Univariate genetic models Univariate genetic analyses use twin correlations for each trait, and on the basis that MZ twins share 100% of their segregating alleles, DZ twins 50% of additive genetic influences and 25% of non-additive genetic influences, partition the phenotypic variance of the measures into additive genetic (A), dominance (D) or shared environmental (C), and child specific environmental (E) effects. Any possible measurement error is subsumed under the E effects (Rijsdijk & Sham, 2002). Multivariate genetic models Cholesky model with correlated factors solution (figure II Multivariate genetic analyses allow us to investigate whether the same genetic and environmental factors influence activity level across the three measures. In multivariate twin analysis, MZ and DZ correlations are compared across traits: that is, one twin's score on a trait is correlated with the co-twin's score on another trait. Here, the three traits represent the three different measures of activity level. If cross-trait twin correlations are greater for MZ than for DZ twins, this implies that genetic factors contribute to the covariation across traits.

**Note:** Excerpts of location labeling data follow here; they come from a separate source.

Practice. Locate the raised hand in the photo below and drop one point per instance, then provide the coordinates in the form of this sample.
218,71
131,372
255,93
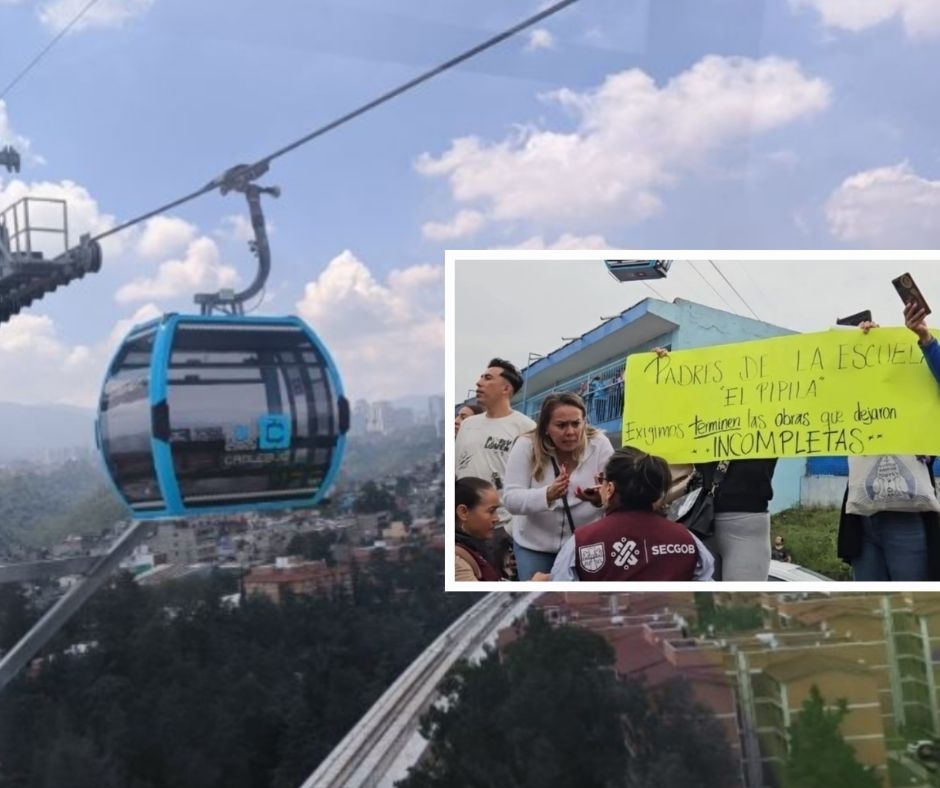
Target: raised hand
558,488
915,318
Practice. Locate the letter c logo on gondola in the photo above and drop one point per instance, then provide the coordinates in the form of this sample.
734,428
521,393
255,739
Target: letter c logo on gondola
274,432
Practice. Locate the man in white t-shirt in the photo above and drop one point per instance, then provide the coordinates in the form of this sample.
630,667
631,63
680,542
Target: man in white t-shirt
484,441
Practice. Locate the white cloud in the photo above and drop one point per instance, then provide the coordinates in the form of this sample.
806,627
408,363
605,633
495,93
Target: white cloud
887,207
540,38
565,241
37,366
55,15
921,18
632,140
164,235
464,223
200,270
237,227
387,338
8,136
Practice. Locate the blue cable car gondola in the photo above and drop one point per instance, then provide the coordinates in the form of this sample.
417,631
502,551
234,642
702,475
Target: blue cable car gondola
218,413
637,270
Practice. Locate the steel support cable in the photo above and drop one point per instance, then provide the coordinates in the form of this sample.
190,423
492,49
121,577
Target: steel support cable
385,97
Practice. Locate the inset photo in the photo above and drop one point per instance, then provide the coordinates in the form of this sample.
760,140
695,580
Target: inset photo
732,419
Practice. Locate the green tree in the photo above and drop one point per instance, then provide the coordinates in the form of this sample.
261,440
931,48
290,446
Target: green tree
819,757
553,712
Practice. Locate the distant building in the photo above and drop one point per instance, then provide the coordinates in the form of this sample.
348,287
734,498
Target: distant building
436,413
191,542
297,577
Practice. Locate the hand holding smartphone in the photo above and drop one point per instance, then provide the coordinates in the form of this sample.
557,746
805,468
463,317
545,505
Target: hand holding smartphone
910,292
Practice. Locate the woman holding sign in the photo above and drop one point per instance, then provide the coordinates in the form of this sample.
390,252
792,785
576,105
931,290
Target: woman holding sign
889,527
915,318
549,481
741,541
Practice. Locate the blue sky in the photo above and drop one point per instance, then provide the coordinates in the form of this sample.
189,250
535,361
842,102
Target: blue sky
680,124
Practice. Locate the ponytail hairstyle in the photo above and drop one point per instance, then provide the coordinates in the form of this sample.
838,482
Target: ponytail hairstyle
469,491
639,479
542,447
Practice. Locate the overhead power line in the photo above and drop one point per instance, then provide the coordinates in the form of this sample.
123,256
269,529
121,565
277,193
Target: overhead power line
705,280
261,164
728,282
42,53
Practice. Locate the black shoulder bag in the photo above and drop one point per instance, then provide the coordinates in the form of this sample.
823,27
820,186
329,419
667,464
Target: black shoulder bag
564,498
696,509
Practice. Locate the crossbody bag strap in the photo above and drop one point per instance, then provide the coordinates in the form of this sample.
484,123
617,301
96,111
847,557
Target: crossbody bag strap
564,498
720,472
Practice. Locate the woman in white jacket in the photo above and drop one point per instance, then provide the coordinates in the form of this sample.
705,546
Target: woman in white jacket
549,482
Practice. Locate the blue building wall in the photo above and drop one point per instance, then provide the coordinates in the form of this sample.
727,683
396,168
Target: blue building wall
697,326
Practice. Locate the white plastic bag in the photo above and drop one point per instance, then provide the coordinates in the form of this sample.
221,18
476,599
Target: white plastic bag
890,483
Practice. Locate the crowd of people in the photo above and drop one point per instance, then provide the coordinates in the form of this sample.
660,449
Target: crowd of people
552,499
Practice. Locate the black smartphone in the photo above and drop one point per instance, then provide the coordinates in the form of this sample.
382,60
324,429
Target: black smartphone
909,291
855,320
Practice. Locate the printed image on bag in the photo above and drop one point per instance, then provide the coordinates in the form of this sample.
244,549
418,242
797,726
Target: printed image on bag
890,483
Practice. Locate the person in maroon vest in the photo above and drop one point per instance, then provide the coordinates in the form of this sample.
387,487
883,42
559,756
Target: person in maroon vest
477,513
633,541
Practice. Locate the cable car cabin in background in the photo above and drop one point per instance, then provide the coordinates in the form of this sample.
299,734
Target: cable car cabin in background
633,270
203,414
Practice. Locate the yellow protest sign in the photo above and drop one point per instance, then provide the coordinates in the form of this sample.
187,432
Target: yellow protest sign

A genetic correlation (rA) indicates the extent to which genetic influences on one trait overlap with those on another trait (regardless of their individual heritabilities). Correlations can similarly be estimated for shared environmental influences (rC) and for child-specific environmental influences (rE). Based on the individual heritability of each trait, and the estimated genetic correlation, the proportion of the phenotypic correlations that is due to genetic influences can also be calculated. As the Cholesky allows the first latent variable in each etiological factor group to affect all measured variables, but the second latent variable is uncorrelated with first and only affects the second measured variable and beyond (a pattern that is repeated for all latent variables), to avoid giving any one latent variable precedence over the others, a correlated factor solution of the Cholesky model is interpreted (figure II
Common pathway model (figure III The common pathway model represents the covariation among measures as a latent phenotype, much like the phenotypic factor model. The loadings of each measure on the latent phenotype are estimated and the variance in the latent phenotype is divided into the components A, C and E. The residual variance in each measure, i.e. that variance which is not due to the latent phenotype but unique to each measurement, is also divided into A, C and E factors. This fit of the model is compared to that of the Cholesky model, to see if there is a significant drop in fit by imposing a common pathway model.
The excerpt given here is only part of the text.